Lokasi banjir pun sebagian besar berada di Kawasan Inti Pusat Pemerintahan (KIPP). Misalnya pada tahun 2017 tercatat ada 31 kali banjir terjadi di empat kecamatan di PPU, 14 diantaranya terjadi di Kecamatan Sepaku.
Pada tahun 2018, dari 21 kali peristiwa banjir, 9 diantaranya terjadi di Kecamatan Sepaku. Beberapa di antaranya berada sangat dekat dengan Kawasan Inti Pusat Pemerintahan (KIPP) Ibu Kota Nusantara.
Sementara di 2019 saat penunjukan Sepaku sebagai Ibu Kota Negara Nusantara, ada 14 kali terjadi banjir dalam catatan BPBD Penajam Paser Utara dengan hanya satu kali terjadi di Sepaku.

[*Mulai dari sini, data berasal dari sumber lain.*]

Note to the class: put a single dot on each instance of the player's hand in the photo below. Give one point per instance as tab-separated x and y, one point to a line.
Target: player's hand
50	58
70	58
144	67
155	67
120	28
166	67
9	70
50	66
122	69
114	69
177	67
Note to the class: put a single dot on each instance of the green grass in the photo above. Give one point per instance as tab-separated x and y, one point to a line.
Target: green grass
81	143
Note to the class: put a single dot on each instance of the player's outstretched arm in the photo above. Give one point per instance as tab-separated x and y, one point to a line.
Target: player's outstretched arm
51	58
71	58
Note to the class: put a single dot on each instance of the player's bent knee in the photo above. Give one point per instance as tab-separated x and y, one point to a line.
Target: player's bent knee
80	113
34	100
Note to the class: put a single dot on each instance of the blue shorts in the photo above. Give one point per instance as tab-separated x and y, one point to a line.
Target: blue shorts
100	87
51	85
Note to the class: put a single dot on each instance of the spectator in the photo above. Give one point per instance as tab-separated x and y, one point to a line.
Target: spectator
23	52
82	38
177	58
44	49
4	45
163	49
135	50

Kepala Seksi Logistik BPBD Penajam Paser Utara Helena Legi menyebut jika banjir sering terjadi di Kecamatan Sepaku merupakan imbas dari banjir rob. Perpaduan hujan di hulu sungai dengan pasang air laut menjadi penyebab utama banjir.
“Banjir sudah sering terjadi dan merupakan banjir tahunan. Itu pun tergantung situasi yang terjadi bersamaan dan waktunya tidak lama,” kata Helena.
Berdasarkan data di atas, Kecamatan Sepaku yang menjadi kawasan inti IKN sebenarnya masih rawan bencana terutama banjir. Lantas bagaimana dari sisi geologi?
Advertisement
Dominan Batu Lempung
Wisnu Ismunandar sudah meneliti sebaran batuan di Kawasan Ibu Kota Nusantara. Dosen Program Studi Teknik Geologi, Universitas Muhammadiyah Kalimantan Timur itu sudah dua kali ke kawasan untuk meneliti secara geologi kawasan IKN.
Untuk penelitian kedua, dia baru pulang dari lokasi penelitiannya beberapa hari lalu. Kepada liputan6.com dia mengaku lebih dari dua minggu berada di Kecamatan Sepaku.
“Untuk di Kecamatan Sepaku sendiri secara geologi, saya meneliti sebaran batuan. Secara umum di sana ditemukan batu pasir dan batu lempung yang dominan. Juga ditemukan batu gamping dan sisipan batubara,” kata Wisnu, Kamis (30/3/2023).
Wisnu juga menemukan lapisan batu bara. Namun batu bara yang siap ditambang lokasinya cukup jauh dari kawasan inti dan dekat dengan Jembatan Pulau Balang.
“Kami juga menemukan batu gamping yang sangat cocok untuk konstruksi bangunan karena keras,” katanya.
Secara umum, berdasarkan studi geologi, potensi bencana di kawasan Ibu Kota Nusantara adalah banjir. Hal ini disebabkan karena penampakan bawah permukaan didominasi batu lempung.
“Secara geometrik ke bawah permukaan itu dominan batu lempung ketimbang batu pasir. Itu data primer yang saya jumpai di lapangan,” sebut Wisnu.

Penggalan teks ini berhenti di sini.